Added Java Streaming I/O for FASTA Files#1080
Conversation
…of the URL path to reflect a change in the v2 naming.
josemduarte
left a comment
There was a problem hiding this comment.
Very nice feature, thanks! A couple of comments below. Apologies for the slow response.
| InputStream input; | ||
| try { | ||
| input = provider.getInputStream(getPath().toFile()); | ||
| } catch (IOException exception) { |
There was a problem hiding this comment.
Wouldn't it be better to throw the exception so that it can be handled at a higher level?

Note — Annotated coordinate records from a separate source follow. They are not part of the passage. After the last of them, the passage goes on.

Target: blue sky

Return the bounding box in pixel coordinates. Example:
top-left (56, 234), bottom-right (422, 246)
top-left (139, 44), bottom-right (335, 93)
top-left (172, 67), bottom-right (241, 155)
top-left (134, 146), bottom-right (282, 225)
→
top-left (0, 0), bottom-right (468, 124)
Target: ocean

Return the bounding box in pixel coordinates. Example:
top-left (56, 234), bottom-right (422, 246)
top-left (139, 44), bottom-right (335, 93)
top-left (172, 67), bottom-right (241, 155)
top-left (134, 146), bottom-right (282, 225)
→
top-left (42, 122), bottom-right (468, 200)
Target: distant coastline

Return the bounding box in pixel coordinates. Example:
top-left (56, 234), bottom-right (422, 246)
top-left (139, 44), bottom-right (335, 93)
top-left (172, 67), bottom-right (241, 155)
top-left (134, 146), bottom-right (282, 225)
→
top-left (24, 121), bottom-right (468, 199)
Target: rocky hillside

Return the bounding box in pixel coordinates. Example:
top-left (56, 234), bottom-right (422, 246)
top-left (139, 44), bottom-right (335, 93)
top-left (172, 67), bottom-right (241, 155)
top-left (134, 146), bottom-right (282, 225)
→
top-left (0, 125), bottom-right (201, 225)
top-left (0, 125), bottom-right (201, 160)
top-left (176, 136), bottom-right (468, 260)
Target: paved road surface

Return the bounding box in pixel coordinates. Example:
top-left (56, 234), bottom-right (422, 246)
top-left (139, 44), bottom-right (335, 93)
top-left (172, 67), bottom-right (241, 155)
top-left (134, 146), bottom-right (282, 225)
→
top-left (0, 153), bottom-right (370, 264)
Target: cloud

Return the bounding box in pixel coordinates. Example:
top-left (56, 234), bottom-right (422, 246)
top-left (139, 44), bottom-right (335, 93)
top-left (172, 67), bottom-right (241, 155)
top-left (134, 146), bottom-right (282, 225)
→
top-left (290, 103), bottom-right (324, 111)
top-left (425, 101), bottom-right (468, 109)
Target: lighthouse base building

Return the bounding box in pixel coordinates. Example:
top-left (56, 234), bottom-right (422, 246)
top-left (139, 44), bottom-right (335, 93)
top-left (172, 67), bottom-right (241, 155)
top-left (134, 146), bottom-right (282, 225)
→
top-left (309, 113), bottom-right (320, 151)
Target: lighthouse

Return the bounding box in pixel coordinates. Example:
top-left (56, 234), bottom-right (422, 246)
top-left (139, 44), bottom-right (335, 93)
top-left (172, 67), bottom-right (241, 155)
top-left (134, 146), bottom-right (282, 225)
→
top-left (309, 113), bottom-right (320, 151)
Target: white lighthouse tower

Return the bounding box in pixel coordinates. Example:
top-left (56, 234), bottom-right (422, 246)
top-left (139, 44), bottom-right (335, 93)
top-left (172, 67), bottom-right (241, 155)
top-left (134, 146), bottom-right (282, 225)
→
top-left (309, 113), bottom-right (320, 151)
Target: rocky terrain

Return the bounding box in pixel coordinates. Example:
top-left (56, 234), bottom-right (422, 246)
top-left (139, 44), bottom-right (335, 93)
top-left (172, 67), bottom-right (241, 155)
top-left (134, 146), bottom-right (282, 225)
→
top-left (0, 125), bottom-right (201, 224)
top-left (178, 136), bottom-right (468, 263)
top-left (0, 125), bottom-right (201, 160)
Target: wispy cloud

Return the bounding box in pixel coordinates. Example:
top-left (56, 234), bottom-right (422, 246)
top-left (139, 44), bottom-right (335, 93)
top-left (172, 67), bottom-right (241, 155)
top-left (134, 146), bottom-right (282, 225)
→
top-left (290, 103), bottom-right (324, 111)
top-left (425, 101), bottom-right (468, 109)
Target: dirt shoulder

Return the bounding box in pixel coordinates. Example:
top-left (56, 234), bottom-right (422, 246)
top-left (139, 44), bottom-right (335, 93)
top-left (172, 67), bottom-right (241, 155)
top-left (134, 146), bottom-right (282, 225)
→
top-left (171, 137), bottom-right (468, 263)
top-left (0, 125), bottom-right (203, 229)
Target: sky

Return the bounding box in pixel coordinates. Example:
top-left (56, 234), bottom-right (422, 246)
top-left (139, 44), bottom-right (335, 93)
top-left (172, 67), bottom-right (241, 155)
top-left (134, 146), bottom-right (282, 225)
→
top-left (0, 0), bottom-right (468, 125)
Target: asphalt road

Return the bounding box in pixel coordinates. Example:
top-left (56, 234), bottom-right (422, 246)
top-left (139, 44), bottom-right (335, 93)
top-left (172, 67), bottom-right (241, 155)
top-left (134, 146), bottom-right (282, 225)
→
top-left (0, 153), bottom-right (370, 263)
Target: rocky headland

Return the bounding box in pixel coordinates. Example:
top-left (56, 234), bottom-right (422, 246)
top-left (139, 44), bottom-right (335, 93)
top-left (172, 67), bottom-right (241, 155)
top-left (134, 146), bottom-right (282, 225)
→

There was a problem hiding this comment.
Or if stream() doesn't permit a throws in the signature, then I'd advice to use an UncheckedIOException instead of RuntimeException
There was a problem hiding this comment.
The exceptions would break stream chaining, as the contrived example below shows. I changed to UncheckedIOException. I originally had the exception being thrown, so it is allowed by Java, but it caused me problems when I used it in my code, so I get where you are coming from.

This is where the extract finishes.